Aprender a interpretar un Miró, reproducir obras a su manera, ver su primera película de Meliés, inventar historias a través de un cuadro, analizar emociones en una escultura, adivinar en qué obra se esconde X personaje, decir qué vemos o qué están haciendo en una obra en concreto, expresar si nos gusta o no aquello que vemos o qué nos parece aquello que ocurre en una obra en sí, hablar de materiales con los que hacer arte, descubrir el trencadís, els vitralls, etc... Si algo me ha enseñado mi paso por la escuela y el contacto tan estrecho con el arte (y con este museo en concreto) que me ha facilitado, es la importancia de permitir a los/as niños/as tener contacto con arte en todas sus formas.
Llevo a mi hijo a museos, a espectáculos y a conciertos desde sus pocos meses de vida y no aspiro a que recuerde lo visto hasta ahora ni sé si en un futuro le gustará el arte o no o en qué forma. He sido criticada por hacerlo a la vez que admirada por lo mismo. La verdad, no aspiro a que me cuelguen ninguna medalla a la mejor madre ni a la más cultureta pero, lo que sí que tengo claro, habiéndolo experimentado, es que le sumará. Haga lo que haga y sea lo que sea en un futuro, creo firmemente que todo esto le empapará de algo bueno y que va alimentando de alguna manera su subconsciente y aportando algunas riquezas a su aprendizaje.
No sé si aprenderá más o menos de arte (seguro que algo más que no llevándole a ninguno de estos sitios) pero, desde luego, el contacto con el arte no solo muestra cuestiones estéticas, sino que ayuda en cuestiones directa o indirectamente relacionadas como: el desarrollo del lenguaje, la capacidad de análisis y de argumentación, el ritmo, la expresión, la interpretación, la creatividad, la apertura de ideas y de mente, la tolerancia y la curiosidad, entre otros. Sin duda, yo solo le veo cosas positivas a parte de que, con un acercamiento en edades bien tempranas, mi experiencia ha sido la de promover que desde bien pequeñitos sientan interés o tengan la capacidad de sentirse a gusto en entornos así, que incluso lo pidan, que sean capaces de aguantar espectáculos (entre otros) de larga duración concentrados/as, etc...

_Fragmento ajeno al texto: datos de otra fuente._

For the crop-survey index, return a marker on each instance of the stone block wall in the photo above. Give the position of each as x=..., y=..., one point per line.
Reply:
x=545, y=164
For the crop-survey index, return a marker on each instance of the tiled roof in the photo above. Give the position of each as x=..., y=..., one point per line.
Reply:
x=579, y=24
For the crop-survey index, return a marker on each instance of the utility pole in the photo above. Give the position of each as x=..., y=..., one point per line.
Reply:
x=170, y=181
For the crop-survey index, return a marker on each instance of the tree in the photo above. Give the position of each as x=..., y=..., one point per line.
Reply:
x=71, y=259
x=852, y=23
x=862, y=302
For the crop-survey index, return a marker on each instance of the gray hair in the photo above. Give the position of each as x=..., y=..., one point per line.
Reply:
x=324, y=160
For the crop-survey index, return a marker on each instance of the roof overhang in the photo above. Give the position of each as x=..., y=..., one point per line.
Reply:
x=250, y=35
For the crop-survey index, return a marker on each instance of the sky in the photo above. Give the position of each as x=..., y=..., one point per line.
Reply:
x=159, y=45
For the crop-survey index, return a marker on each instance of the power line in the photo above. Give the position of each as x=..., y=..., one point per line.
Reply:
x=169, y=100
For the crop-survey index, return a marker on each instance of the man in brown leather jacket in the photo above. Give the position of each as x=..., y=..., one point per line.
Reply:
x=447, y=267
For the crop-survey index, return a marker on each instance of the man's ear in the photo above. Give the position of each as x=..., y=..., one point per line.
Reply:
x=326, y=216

Mi experiencia también ha sido la de que, hasta el momento (siendo mi hijo tan pequeño hasta ahora), ir interactuando con él, explicándole cositas, preguntándole otras, dirigiendo su atención hacia algún ou to en concreto (dependiendo de su momento evolutivo), etc., ha ayudado a despertar ese interés y a mantener esa concentración de la que hablaba antes. Así que, en general, os recomendaría que intentáseis empatizar con esas personas que interactúan con niños/as pequeños/as en contextos así... siempre teniendo en cuenta que esos/as adultos/as estén haciéndolo de la forma más respetuosa posible y evitando molestar, claro. De hecho, ese mismo es otro aprendizaje para los peques.